Published in final edited form as: Prostate Cancer Prostatic Dis. 2020 Jul 10;24(1):140–149. doi: 10.1038/s41391-020-0254-y

Fig. 1. Study design and systematically coordinated tissue biopsy system.

Fig. 1

a Study schema. ADT: Androgen deprivation therapy. EBRT: External beam radiation therapy. HDR: High dose brachytherapy. Nivo: nivolumab. B0/T0: Baseline blood and diagnostic biopsy. B1/T1: Specimen collected after two cycles of nivolumab, and prior to HDR#1 brachytherapy. T2: Specimen collection within 2 h post HDR#1. B2/T3: Specimen collection after 4 cycles of nivolumab and four weeks after HDR#1, but prior to HDR#2. b Tissue collection schema.

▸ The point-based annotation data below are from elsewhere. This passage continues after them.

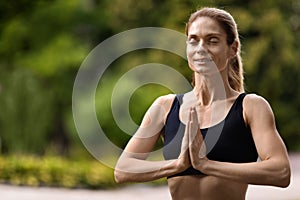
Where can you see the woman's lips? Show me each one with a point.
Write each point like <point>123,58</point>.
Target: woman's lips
<point>203,60</point>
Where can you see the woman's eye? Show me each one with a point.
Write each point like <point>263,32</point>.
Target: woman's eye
<point>213,40</point>
<point>192,41</point>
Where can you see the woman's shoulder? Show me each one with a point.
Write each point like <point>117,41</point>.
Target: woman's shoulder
<point>254,103</point>
<point>165,99</point>
<point>253,99</point>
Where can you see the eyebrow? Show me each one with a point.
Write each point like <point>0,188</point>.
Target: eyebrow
<point>208,35</point>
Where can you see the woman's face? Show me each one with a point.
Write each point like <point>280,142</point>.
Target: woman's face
<point>207,48</point>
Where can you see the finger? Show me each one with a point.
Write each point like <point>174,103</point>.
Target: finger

A carefully designed coordinates system was used to determine the location of the 6-core biopsy sites (left apex, left mid, left base, right apex, right mid, and right base). Four fiducial markers were placed into the apex, base, left mid and right mid gland. Biopsies were performed under ultrasound guidance by combining the prostate template grid, the ultrasound transducer stepper, and the location of the fiducial marker. Mirada’s multimodality registration was used to rigidly register the MRI image to the planning CT using local registration. The biopsy sites were documented for follow-up biopsy reference. c Prostate biopsy locations. Left panel: T0 is diagnostic biopsy prior to treatment; Right panel: T1 is post-nivolumab (2 Cycles) and Pre high dose radiation (HDR-Brachytherapy) biopsy; T2 is within 2 h post-HDR brachytherapy, T3 is post-nivolumab (4 cycles) and 1 month post-HDR brachytherapy.